First, raise interest rates and the dollar will strengthen.
People are willing to exchange more dollars and then deposit them in American banks to get more income. In China, it is reflected in a large amount of selling RMB and a large amount of demand for USD, which leads to RMB depreciation and USD appreciation. If China forcibly stabilizes the exchange rate, there will be an outflow of assets, because selling RMB will increase domestic liquidity and force prices to rise to some extent. In the past, 1 yuan was sold to 2 yuan. With the exchange rate unchanged, people are more willing to exchange RMB for dollars to buy very affordable ones. Of course, China controls the outflow of assets, so the United States can still control the outflow of assets on the basis of raising interest rates and keeping China's exchange rate relatively stable. China only needs to adjust the liquidity of RMB to prevent excess liquidity. In the process of RMB internationalization, a stable currency value is needed to stabilize investors, so the currency value of RMB will not fluctuate, which has little impact on China's foreign trade import and export.

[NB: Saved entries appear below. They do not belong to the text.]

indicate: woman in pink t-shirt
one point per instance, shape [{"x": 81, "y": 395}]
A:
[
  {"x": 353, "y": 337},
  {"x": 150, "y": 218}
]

Second, cut interest rates and weaken the dollar.
In order to stimulate economic development and relax credit in the United States, few people are willing to put their money in the bank and invest in consumption instead. At this time, relatively speaking, there will be a large amount of international hot money in China. The demand for RMB is strong, and the pressure of RMB appreciation is increasing. In order to stabilize the exchange rate, the government issued a large amount of RMB through foreign exchange, which is equivalent to a loose monetary policy in disguise and is helpful to the economic development of China. But at the same time, it may lead to overheating, excessive leverage and rapid expansion of asset finance bubbles. Of course, China holds $ 3. 1 trillion bonds, which may be accompanied by the weakening of the dollar, resulting in passive losses.
Although the US dollar has great influence as the world settlement currency, China needs an independent monetary policy to escort China's economic development, and it will fall into the pit sooner or later if it is led by the nose.